Electric vehicles cut out the cost of maintenance such as oil changes, adds John O’Dell, editor of Edmunds GreenCarAdvisor.com. “It could be part of a well-planned retirement to have one,” he says.
He also thinks boomers’ romantic notions of the automobile could work in manufacturers’ favor. “There’s a bigger cohort of the new senior citizen who still thinks of the car as something exciting and fun and an extension of their personality,” he says, so if they “lean green, they’ll be more willing to buy green.”
Hurdles to going green
Of course, the challenge will be to sway the vast majority of older Americans who have never driven a green vehicle. And although boomers are conscious of the environment perhaps more than previous generations of older adults, they don’t necessarily want to make trade-offs, at least according Donna Boland, a spokesperson for Mercedes-Benz USA. In particular, she says, customers don’t want to pay substantially more for a hybrid vehicle. With that in mind, the company tried to keep costs down when designing its S400 hybrid, for example using a V6 instead of a V8 engine. The luxury sedan still costs $87,950, which is in line with its conventional competitors.
A lot of people in this age group are flocking to crossovers, according to John Wolkonowicz of IHS Global Insight. They have conventional engines but are lighter than SUVs, providing the ride and handling of a car with slightly improved fuel economy.
While some see boomers as receptive to new technology and interested in protecting the environment, Stephanie A. Brinley, an analyst at AutoPacific, says those characteristics are far more prevalent among younger buyers.

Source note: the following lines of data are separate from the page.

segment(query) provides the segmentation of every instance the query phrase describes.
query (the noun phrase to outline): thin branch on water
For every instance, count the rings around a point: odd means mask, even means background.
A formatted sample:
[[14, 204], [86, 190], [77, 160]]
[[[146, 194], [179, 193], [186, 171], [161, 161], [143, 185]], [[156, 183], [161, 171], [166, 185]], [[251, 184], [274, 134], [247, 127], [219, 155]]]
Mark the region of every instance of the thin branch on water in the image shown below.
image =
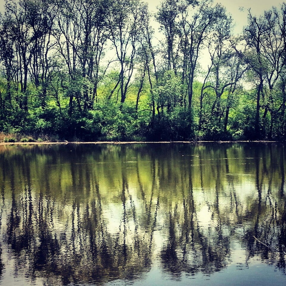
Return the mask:
[[260, 240], [259, 240], [257, 238], [257, 237], [256, 237], [254, 235], [253, 236], [253, 237], [254, 237], [254, 238], [255, 238], [255, 239], [256, 239], [256, 240], [258, 242], [260, 242], [262, 244], [263, 244], [263, 245], [265, 245], [265, 246], [266, 246], [266, 247], [268, 247], [268, 248], [270, 248], [271, 250], [273, 250], [274, 251], [276, 251], [277, 252], [279, 252], [279, 253], [282, 253], [283, 254], [285, 254], [285, 253], [283, 251], [280, 251], [279, 250], [277, 250], [277, 249], [276, 249], [275, 248], [272, 248], [271, 246], [269, 246], [269, 245], [267, 245], [267, 244], [265, 244], [265, 243], [263, 243], [262, 241], [261, 241]]

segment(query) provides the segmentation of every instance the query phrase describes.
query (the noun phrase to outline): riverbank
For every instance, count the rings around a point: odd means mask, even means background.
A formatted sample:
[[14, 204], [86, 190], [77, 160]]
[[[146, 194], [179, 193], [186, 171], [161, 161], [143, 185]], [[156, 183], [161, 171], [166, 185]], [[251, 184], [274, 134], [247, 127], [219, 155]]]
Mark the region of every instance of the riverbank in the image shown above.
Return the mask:
[[67, 144], [135, 144], [136, 143], [189, 143], [192, 144], [200, 143], [239, 143], [246, 142], [257, 142], [260, 143], [285, 143], [285, 141], [269, 141], [266, 140], [237, 140], [235, 141], [95, 141], [91, 142], [0, 142], [0, 145], [39, 145]]

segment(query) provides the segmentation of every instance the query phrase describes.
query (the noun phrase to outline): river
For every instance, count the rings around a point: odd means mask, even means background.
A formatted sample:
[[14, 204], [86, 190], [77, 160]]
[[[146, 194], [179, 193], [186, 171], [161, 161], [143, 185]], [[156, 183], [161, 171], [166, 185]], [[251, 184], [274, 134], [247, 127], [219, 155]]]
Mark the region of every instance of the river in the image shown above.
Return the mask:
[[286, 145], [0, 146], [0, 285], [286, 285]]

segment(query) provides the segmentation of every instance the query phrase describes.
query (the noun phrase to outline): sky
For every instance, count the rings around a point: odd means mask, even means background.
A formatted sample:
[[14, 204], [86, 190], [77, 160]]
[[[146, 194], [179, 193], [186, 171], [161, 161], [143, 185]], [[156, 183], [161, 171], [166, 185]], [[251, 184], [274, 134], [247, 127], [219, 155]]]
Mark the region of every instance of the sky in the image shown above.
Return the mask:
[[[161, 0], [144, 0], [148, 3], [150, 10], [153, 12], [156, 10]], [[214, 0], [215, 1], [215, 0]], [[225, 6], [227, 11], [231, 14], [236, 24], [236, 31], [241, 30], [246, 24], [247, 21], [248, 10], [251, 8], [251, 12], [257, 15], [263, 13], [265, 10], [271, 9], [272, 6], [279, 7], [282, 4], [281, 0], [219, 0], [217, 1]], [[5, 0], [0, 0], [0, 12], [4, 10]], [[244, 8], [242, 11], [240, 7]]]
[[[155, 11], [161, 1], [145, 0], [145, 1], [148, 3], [151, 10]], [[214, 1], [216, 2], [215, 0]], [[235, 24], [234, 31], [237, 33], [242, 30], [247, 23], [249, 8], [252, 14], [259, 15], [265, 10], [271, 9], [273, 6], [279, 7], [283, 2], [281, 0], [220, 0], [216, 1], [224, 6], [227, 11], [231, 14]], [[241, 11], [240, 8], [243, 8], [243, 10]]]

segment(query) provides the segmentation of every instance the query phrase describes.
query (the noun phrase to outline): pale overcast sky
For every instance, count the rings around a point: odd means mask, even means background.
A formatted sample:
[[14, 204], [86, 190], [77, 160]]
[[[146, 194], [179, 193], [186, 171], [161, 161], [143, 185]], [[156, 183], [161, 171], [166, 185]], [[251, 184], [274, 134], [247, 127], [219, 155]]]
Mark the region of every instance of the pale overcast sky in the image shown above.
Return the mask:
[[[161, 0], [145, 0], [152, 11], [155, 12]], [[225, 6], [227, 11], [232, 15], [234, 21], [237, 27], [236, 31], [238, 32], [246, 24], [248, 10], [251, 8], [252, 13], [257, 15], [262, 13], [264, 11], [271, 8], [273, 6], [279, 7], [282, 3], [280, 0], [220, 0], [218, 2]], [[0, 11], [4, 10], [5, 0], [0, 0]], [[240, 7], [244, 8], [244, 11], [240, 11]]]
[[[148, 3], [150, 10], [153, 11], [156, 11], [156, 7], [161, 2], [161, 0], [145, 1]], [[249, 8], [253, 14], [258, 15], [265, 10], [271, 9], [273, 6], [279, 7], [283, 1], [280, 0], [220, 0], [217, 2], [225, 6], [227, 12], [231, 15], [236, 24], [235, 32], [239, 32], [247, 23], [248, 10]], [[240, 7], [244, 8], [244, 11], [240, 10]]]

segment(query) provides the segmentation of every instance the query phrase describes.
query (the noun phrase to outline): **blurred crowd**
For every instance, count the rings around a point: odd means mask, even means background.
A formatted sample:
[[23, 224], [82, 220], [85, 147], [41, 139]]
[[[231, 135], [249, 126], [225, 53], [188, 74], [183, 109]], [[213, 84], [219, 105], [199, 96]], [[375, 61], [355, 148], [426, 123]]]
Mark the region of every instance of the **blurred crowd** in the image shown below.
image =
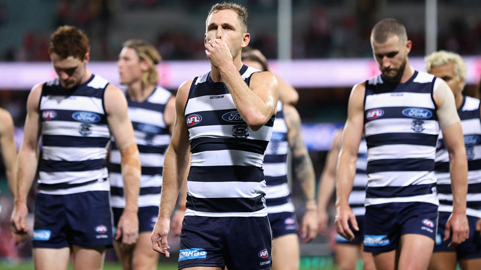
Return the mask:
[[[84, 29], [91, 37], [95, 48], [93, 60], [116, 60], [124, 36], [127, 33], [138, 31], [142, 38], [149, 40], [161, 54], [164, 60], [204, 60], [205, 58], [202, 38], [198, 32], [185, 25], [199, 26], [199, 20], [205, 14], [198, 10], [205, 10], [200, 6], [208, 6], [215, 1], [208, 0], [175, 1], [167, 0], [79, 0], [53, 1], [55, 10], [53, 16], [42, 22], [36, 22], [37, 27], [19, 28], [19, 44], [0, 42], [0, 60], [49, 60], [47, 52], [49, 33], [58, 26], [66, 24], [75, 25]], [[250, 31], [254, 33], [251, 45], [264, 52], [268, 58], [277, 56], [277, 14], [278, 1], [275, 0], [241, 0], [251, 11]], [[10, 4], [0, 4], [0, 28], [15, 27], [17, 18], [9, 16], [9, 10], [15, 6]], [[400, 4], [400, 2], [402, 3]], [[374, 22], [385, 16], [396, 16], [396, 4], [412, 6], [416, 14], [424, 16], [423, 1], [393, 2], [391, 0], [341, 0], [339, 1], [293, 1], [293, 46], [294, 58], [369, 57], [369, 32]], [[454, 2], [438, 1], [438, 13], [448, 12], [451, 8], [481, 10], [481, 3], [470, 0]], [[33, 2], [33, 4], [35, 2]], [[345, 8], [349, 6], [348, 10]], [[181, 10], [183, 15], [174, 16], [176, 20], [161, 18], [146, 20], [146, 16], [165, 17], [166, 14]], [[391, 15], [392, 14], [392, 15]], [[128, 15], [126, 15], [128, 14]], [[409, 22], [411, 14], [397, 18]], [[126, 16], [128, 16], [127, 18]], [[445, 17], [443, 16], [444, 17]], [[29, 20], [29, 16], [23, 20]], [[410, 39], [414, 46], [413, 56], [424, 54], [423, 18], [419, 22], [406, 23]], [[35, 20], [32, 18], [31, 20]], [[134, 22], [130, 22], [131, 20]], [[201, 20], [201, 19], [200, 19]], [[269, 20], [266, 22], [266, 20]], [[145, 23], [143, 23], [143, 21]], [[159, 22], [159, 25], [152, 25]], [[200, 20], [202, 22], [202, 20]], [[43, 30], [38, 30], [39, 24]], [[412, 24], [412, 25], [411, 25]], [[271, 26], [274, 27], [271, 27]], [[139, 31], [138, 26], [142, 31]], [[197, 27], [198, 28], [198, 27]], [[126, 30], [135, 29], [129, 32]], [[446, 50], [461, 54], [481, 53], [481, 18], [472, 16], [450, 16], [439, 24], [438, 49]], [[14, 28], [15, 30], [15, 28]], [[194, 33], [196, 34], [194, 34]], [[128, 38], [131, 38], [128, 37]]]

Though older buyers may have the income to pay a hybrid premium, she says, they may find it doesn’t make financial sense to do so, because they don’t drive as much and consume less fuel.
And what about the notion that bigger is safer? According to the Insurance Institute for Highway Safety, when a large and small vehicle collide, you’re better off in the big one. Because of that, IIHS spokesman Russ Rader says, if you want the safest, most fuel-efficient car, a hybrid makes the most sense because you get a bigger vehicle with a smaller vehicle’s efficiency.

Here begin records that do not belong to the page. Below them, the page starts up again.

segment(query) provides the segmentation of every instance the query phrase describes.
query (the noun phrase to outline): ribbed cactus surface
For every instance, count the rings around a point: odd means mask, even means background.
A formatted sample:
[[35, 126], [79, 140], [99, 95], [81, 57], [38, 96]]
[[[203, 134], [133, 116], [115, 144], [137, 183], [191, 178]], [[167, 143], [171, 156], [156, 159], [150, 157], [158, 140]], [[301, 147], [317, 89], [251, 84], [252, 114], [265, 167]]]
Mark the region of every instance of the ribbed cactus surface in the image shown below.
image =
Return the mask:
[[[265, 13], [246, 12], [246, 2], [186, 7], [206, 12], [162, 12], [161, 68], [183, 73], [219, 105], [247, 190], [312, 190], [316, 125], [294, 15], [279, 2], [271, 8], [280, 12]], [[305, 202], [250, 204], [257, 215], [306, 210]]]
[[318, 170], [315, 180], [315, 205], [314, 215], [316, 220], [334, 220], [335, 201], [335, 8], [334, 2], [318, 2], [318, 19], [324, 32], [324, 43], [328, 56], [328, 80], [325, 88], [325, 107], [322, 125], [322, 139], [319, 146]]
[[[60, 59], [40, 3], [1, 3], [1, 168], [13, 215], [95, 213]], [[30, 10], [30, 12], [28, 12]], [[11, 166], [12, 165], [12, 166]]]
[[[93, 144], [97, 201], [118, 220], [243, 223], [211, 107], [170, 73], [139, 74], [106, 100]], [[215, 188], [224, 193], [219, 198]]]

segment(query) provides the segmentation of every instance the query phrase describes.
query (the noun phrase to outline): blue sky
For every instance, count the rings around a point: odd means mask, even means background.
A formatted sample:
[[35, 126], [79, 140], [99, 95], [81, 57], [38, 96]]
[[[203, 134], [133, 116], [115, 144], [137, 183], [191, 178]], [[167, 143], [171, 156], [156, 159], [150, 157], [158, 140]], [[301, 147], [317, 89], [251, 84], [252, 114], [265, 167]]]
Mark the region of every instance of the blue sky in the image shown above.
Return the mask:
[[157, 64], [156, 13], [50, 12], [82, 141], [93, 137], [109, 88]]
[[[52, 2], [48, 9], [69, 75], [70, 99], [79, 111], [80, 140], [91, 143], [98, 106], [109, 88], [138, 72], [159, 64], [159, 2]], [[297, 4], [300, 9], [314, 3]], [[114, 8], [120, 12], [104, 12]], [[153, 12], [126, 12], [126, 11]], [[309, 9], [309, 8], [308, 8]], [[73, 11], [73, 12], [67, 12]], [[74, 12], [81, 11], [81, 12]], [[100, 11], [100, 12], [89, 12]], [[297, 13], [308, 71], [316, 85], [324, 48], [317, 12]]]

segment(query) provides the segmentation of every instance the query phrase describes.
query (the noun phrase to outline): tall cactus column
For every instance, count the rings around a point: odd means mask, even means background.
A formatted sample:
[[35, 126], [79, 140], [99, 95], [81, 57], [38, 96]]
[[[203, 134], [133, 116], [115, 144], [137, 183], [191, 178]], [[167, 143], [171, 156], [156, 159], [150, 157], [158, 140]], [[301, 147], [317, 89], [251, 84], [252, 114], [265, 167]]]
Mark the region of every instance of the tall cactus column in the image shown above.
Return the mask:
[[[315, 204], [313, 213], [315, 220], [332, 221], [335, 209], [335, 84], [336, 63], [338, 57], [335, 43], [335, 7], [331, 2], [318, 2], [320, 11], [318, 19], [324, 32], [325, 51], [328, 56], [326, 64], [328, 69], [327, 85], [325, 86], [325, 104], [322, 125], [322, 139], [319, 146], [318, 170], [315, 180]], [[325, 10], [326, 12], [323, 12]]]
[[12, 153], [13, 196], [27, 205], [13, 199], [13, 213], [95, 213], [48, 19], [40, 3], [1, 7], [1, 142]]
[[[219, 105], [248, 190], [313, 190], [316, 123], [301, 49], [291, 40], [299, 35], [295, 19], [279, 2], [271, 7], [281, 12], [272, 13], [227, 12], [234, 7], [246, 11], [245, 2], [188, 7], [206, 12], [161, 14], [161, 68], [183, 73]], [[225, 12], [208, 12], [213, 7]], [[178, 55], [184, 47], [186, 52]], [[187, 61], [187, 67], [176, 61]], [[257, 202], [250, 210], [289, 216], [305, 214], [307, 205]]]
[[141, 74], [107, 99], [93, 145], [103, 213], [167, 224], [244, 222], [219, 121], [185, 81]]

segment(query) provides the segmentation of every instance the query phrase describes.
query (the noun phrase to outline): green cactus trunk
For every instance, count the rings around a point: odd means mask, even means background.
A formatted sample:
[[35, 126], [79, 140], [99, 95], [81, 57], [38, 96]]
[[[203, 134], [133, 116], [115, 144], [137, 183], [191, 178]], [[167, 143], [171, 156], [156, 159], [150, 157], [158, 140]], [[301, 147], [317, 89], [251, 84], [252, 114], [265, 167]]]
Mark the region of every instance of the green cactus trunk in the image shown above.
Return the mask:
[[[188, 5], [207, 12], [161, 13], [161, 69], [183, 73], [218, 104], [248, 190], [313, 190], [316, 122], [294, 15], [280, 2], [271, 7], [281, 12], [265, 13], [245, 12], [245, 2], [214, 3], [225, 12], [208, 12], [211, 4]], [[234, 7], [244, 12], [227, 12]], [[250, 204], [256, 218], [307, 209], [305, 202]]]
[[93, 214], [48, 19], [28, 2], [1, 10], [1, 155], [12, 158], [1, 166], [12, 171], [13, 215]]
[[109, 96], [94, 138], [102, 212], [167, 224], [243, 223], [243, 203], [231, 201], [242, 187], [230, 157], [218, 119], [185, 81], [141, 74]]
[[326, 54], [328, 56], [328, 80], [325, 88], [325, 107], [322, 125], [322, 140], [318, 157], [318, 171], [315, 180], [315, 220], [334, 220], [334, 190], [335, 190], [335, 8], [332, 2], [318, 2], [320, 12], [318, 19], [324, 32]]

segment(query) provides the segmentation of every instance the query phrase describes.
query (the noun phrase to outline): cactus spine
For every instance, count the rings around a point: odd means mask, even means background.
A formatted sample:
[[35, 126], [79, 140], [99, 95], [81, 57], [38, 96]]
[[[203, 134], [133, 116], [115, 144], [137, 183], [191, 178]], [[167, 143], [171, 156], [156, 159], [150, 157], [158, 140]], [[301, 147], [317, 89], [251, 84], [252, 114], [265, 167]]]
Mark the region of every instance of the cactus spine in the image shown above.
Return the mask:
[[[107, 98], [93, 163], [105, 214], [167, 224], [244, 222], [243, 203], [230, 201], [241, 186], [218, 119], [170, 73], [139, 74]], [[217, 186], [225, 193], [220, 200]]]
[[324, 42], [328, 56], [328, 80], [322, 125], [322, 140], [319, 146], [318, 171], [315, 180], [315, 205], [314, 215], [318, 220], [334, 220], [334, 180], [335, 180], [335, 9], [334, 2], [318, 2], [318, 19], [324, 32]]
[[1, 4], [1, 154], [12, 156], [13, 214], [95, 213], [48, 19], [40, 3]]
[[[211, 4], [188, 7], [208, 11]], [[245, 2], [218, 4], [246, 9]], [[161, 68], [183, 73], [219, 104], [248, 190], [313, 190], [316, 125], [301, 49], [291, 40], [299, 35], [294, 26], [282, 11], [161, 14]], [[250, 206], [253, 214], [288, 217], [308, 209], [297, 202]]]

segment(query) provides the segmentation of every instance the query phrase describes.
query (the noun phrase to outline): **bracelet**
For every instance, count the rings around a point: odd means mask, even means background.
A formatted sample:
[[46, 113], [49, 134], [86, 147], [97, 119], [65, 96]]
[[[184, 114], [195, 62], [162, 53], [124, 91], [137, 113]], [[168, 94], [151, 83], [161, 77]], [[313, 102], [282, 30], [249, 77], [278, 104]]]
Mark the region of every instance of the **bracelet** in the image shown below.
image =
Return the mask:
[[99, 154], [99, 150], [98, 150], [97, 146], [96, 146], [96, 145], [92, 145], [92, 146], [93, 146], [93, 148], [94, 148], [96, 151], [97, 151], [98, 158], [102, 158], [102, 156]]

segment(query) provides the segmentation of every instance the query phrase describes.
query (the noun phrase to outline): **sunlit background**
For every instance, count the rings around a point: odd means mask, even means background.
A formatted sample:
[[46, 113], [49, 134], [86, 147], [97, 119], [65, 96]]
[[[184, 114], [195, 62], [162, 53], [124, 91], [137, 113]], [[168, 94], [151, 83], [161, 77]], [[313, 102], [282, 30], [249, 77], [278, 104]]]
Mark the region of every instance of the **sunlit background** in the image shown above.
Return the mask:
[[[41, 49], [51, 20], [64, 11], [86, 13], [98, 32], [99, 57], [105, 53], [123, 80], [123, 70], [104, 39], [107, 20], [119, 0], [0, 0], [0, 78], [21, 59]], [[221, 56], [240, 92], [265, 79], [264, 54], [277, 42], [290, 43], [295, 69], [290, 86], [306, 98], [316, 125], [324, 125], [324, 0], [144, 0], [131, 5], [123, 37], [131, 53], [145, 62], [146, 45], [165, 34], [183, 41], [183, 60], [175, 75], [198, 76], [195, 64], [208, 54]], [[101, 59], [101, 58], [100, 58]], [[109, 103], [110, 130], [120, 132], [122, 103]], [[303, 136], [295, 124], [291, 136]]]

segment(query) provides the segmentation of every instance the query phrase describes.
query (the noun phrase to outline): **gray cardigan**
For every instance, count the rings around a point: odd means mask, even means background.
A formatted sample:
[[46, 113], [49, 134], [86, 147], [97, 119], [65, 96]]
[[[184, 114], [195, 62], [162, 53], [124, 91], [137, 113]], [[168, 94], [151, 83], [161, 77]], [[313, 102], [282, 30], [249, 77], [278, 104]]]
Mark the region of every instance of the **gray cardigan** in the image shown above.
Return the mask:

The midsize Ford Fusion hybrid, he says, earned the highest crash test ratings among midsize cars from both the IIHS and the National Highway Traffic Safety Administration, and it gets 39 miles per gallon combined city/highway fuel economy—far better than many conventional cars. But tiny can be tough, too: the Honda Fit has a maximum five-star crash-test rating for small cars, and the Toyota Yaris has four stars. “Small cars have more available safety gear than ever before,” says Jonathan Linkov, Consumer Reports’ managing editor for autos.
So it makes sense that some older buyers will wait and see, at least with EVs. Automakers also have to overcome “range anxiety,” fears about the ability to make it from point A to point B. That, in fact, was part of the reason Schweighardt chose her Smart over an EV. At the time, none could exceed 40 miles per hour, and she didn’t want to have to forgo highway driving.

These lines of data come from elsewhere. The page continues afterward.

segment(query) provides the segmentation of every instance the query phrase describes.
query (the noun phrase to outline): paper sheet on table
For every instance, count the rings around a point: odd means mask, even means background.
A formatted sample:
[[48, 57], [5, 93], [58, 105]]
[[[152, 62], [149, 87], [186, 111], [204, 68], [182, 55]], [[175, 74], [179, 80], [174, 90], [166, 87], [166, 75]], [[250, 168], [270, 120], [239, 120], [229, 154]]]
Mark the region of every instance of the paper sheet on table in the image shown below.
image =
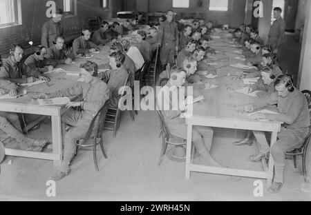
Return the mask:
[[236, 57], [234, 59], [242, 61], [246, 61], [246, 59], [245, 57]]
[[48, 99], [38, 99], [40, 105], [66, 105], [70, 102], [68, 97], [59, 97]]
[[83, 59], [90, 59], [92, 58], [94, 56], [94, 54], [92, 54], [91, 56], [82, 56], [82, 55], [77, 55], [77, 58], [83, 58]]
[[239, 93], [243, 93], [245, 95], [252, 96], [252, 97], [257, 97], [257, 92], [258, 91], [254, 91], [254, 92], [249, 92], [249, 88], [243, 88], [242, 89], [236, 90], [236, 92]]
[[234, 53], [236, 53], [236, 54], [242, 54], [242, 51], [241, 50], [234, 51], [233, 52]]
[[214, 75], [214, 74], [209, 74], [205, 76], [205, 77], [207, 77], [207, 79], [215, 79], [216, 77], [218, 77], [218, 75]]
[[256, 67], [255, 67], [255, 66], [248, 66], [247, 65], [242, 64], [242, 63], [232, 64], [232, 65], [230, 65], [230, 66], [236, 68], [239, 68], [239, 69], [244, 69], [244, 70], [250, 70], [250, 69], [256, 68]]
[[259, 80], [259, 78], [244, 79], [243, 83], [244, 83], [244, 84], [254, 84], [255, 83], [257, 83], [258, 80]]
[[55, 74], [55, 73], [60, 73], [60, 72], [66, 72], [64, 69], [57, 68], [57, 69], [54, 69], [51, 71], [44, 72], [44, 74]]
[[40, 83], [46, 83], [46, 82], [48, 82], [48, 81], [35, 81], [35, 82], [32, 82], [32, 83], [19, 83], [19, 85], [21, 85], [21, 86], [23, 86], [23, 87], [31, 87], [31, 86], [33, 86], [33, 85], [38, 85], [38, 84], [40, 84]]
[[[192, 102], [189, 102], [189, 103], [187, 102], [187, 105], [194, 104], [195, 103], [203, 101], [204, 99], [205, 99], [205, 98], [204, 98], [203, 96], [198, 96], [196, 98], [194, 98], [194, 100], [192, 101]], [[186, 99], [186, 101], [187, 101], [187, 99]]]

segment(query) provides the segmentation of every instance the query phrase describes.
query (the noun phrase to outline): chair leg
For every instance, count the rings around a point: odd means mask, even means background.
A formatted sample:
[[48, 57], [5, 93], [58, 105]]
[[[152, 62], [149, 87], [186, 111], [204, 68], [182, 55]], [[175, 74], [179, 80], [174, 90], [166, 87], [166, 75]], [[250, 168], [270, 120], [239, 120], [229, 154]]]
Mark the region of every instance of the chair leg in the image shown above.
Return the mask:
[[164, 135], [162, 138], [162, 149], [161, 149], [161, 154], [160, 155], [159, 161], [158, 162], [158, 166], [160, 166], [161, 164], [162, 159], [163, 158], [163, 155], [165, 154], [165, 152], [167, 152], [167, 143], [165, 141], [165, 137]]
[[97, 172], [98, 172], [97, 159], [96, 157], [96, 138], [94, 138], [94, 143], [93, 145], [93, 158], [94, 159], [94, 165]]
[[102, 154], [104, 155], [104, 157], [106, 159], [107, 158], [107, 155], [106, 154], [105, 150], [104, 149], [104, 143], [102, 141], [102, 136], [100, 136], [100, 149], [102, 150]]

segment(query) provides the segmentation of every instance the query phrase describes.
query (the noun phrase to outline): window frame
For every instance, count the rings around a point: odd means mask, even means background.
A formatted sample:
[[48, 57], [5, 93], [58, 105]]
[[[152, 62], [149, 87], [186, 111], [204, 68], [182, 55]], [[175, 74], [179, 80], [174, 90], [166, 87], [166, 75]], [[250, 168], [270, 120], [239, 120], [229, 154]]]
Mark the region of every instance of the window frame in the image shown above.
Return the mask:
[[[217, 12], [228, 12], [229, 11], [229, 0], [226, 0], [227, 2], [227, 10], [217, 10], [216, 8], [211, 8], [211, 1], [213, 1], [213, 0], [209, 0], [209, 11], [217, 11]], [[214, 1], [216, 1], [216, 0], [214, 0]]]
[[70, 17], [77, 16], [77, 0], [70, 0], [70, 11], [65, 11], [65, 1], [63, 0], [63, 10], [64, 10], [64, 17]]
[[[182, 1], [182, 0], [179, 0]], [[180, 7], [180, 6], [174, 6], [174, 0], [172, 1], [172, 8], [190, 8], [190, 0], [184, 0], [184, 1], [188, 1], [188, 7]]]
[[13, 22], [0, 24], [0, 28], [12, 27], [16, 25], [20, 25], [21, 22], [21, 0], [11, 0], [14, 1], [14, 19]]

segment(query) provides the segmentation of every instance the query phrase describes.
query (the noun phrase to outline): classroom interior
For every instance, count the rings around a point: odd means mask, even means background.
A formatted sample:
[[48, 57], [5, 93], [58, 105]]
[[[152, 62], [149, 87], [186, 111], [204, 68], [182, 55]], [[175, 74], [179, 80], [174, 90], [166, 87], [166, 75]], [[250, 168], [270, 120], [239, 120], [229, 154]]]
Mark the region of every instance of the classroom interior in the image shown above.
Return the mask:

For now, she’s happy with her choice. Over Christmas last year, she and her husband took the Smart on a 2,000-mile round-trip journey from their home in Albuquerque to South Padre Island in Texas. She likes all the windows, the smoked-glass moon roof, and how you sit up nice and tall—just like in an SUV.
Julie Halpert, who has covered the car industry for two decades, lives in Michigan.